Oversea Investment Analysis

Recently years, oversea investment is very popular across the world and becoming a controversial problem in international economics. Not only the developing countries in Asia or southeast Asia need oversea investment, but the developed counties such as America in North America, German and France in Europe also need more investment from oversea. So we may see that there must be some benefit for each countries between the invested country and the country to be invested, certainly, in meantime the country to be invested should be more favorable by the investment from oversea. There is the concept that need to be know. Oversea investment is also called Foreign Direct Investment (namely FDI). it means the investment in a business by an investor or invested country from abroad for which this oversea investor should have controlled the company purchased. Certainly, as a extension of terminology related oversea investment, the Organization of Economic Cooperation and Development, shortcut as OECD, has been defined that control as owning at least 10% or more of the business; Multinational corporations (MNCs) is for business that make foreign direct investments (FDI). Returning to the topic, by this time I analyze about oversea investment through its two aspects, advantage and disadvantage.

Advantage for Oversea Investment

  1. Convenient foreign trade business

Nowadays, the most of advocacy is about doing business for multinational actions, we may sources and sell products with the corporations in other countries. However, meanwhile there is tariff of own importing to be the barrier between importing company and exporting firm sometimes. Another reason is that some of industries have to require their presence in the oversea market so that guarantee their sales and plan will be absolutely consensus. If the foreign company adapt FDI, all of these issues will be no problem.

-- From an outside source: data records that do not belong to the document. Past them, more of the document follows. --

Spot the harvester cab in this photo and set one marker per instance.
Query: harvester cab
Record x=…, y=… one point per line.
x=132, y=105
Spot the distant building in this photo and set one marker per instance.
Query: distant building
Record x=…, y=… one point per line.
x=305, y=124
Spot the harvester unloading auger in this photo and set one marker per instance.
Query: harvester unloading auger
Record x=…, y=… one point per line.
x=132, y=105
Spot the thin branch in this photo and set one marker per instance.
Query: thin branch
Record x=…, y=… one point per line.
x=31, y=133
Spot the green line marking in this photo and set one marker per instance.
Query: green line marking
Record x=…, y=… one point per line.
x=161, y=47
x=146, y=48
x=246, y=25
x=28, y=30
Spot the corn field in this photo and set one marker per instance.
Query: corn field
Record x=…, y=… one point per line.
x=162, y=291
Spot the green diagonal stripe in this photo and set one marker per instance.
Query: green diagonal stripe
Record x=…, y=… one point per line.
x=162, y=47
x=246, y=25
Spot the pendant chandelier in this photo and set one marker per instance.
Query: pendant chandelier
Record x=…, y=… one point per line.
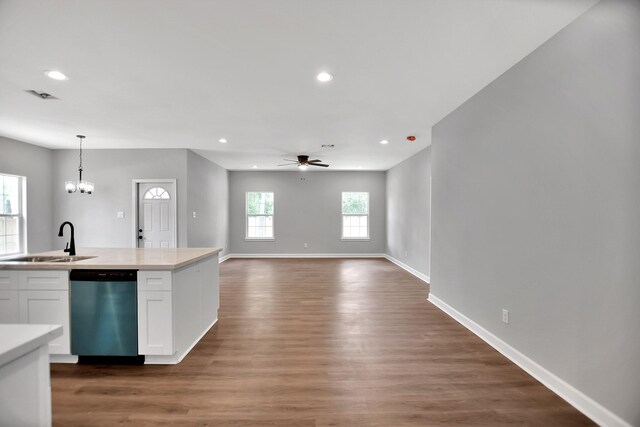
x=83, y=186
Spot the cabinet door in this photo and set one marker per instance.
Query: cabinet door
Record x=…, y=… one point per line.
x=8, y=280
x=47, y=308
x=9, y=312
x=155, y=323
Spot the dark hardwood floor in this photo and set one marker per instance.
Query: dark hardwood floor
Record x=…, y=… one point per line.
x=317, y=343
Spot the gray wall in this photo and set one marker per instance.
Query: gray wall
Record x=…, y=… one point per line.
x=536, y=206
x=36, y=164
x=112, y=171
x=308, y=211
x=208, y=196
x=408, y=211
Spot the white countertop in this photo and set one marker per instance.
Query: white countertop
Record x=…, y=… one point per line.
x=16, y=340
x=118, y=258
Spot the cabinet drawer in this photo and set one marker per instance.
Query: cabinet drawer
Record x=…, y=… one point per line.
x=8, y=280
x=44, y=280
x=154, y=280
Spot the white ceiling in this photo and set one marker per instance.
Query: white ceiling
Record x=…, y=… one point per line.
x=182, y=74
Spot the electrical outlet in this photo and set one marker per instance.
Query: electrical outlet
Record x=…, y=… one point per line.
x=505, y=316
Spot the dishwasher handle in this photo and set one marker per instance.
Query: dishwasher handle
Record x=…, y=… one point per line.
x=103, y=275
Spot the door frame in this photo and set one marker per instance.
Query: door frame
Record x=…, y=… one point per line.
x=134, y=197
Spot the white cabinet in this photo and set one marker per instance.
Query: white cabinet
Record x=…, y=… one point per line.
x=44, y=299
x=9, y=306
x=175, y=309
x=155, y=313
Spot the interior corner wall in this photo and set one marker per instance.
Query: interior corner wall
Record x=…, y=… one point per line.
x=409, y=212
x=208, y=198
x=112, y=171
x=36, y=164
x=307, y=210
x=536, y=207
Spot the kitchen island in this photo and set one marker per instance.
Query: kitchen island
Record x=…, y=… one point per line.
x=177, y=295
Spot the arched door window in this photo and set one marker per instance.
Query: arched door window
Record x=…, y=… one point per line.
x=156, y=193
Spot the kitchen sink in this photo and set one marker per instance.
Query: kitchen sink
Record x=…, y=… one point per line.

For instance, America Apple Inc. Has invested more money to build factory abroad, actually company’s main target market is China. According to the demand of China market, they build factory local so that lower its cost and improve own service.

  1. Foster and prompt about economy and employment

Along with oversea investment, target country own more benefit such as economic increase and higher rate of employment. Because investor build company in target country and bring more fund there. This is good action to create new chance for local workforce.

For example, there was an investment from China to mid-west of United States, then the invested projects at the local directly created employment position about thirty six thousands. Around 2013, the event of Detroit “bankrupt” make people to sigh for this well-known “Auto Town”, and at that time the most of young “evade” from this city and try to find new livelihoods. After that, a lot of China enterprises began to merge and green land investment and realized investment amount over $4 billion dollars, meanwhile created approached 10,000 of job opportunities. Certainly, China investors’ actions of oversea investment also progress local related industries’ development such as manufacturing, technological industry and service industry as the biggest B2B platforms in China. It will be called double win.

  1. Exchanging of resources

Oversea investment will allow resources transfer from other countries to target country and related exchange of knowledge and skills. Certainly, the countries are given access will learn new technologies and skills from investors.

Disadvantage of Oversea Investment

  1. Stress and challenge to domestic companies

Certainly, benefits and malpractices are existence together. When target country may prompt own economy, increasing employment and gaining more external resources and technology skills, however the local companies will also face stress and challenge and then enlarging competition for local company.

  1. Expropriation

Oversea investment sometimes will lead investors into a awkward situation because target country’s government may control your property and assets according to their political changes. Certainly, this circumstance normally is happened during some undeveloped countries and developing countries.

  1. Currency exchange rates considered

Such as in the United States, England, some of European developed countries, they own stronger currencies with higher exchange rates. That is why we have to survey local concrete situation from governmental policy till internal currency exchange rate. Actually the investors from developing countries invest into one of these markets through oversea investment, then will burden higher costs for business.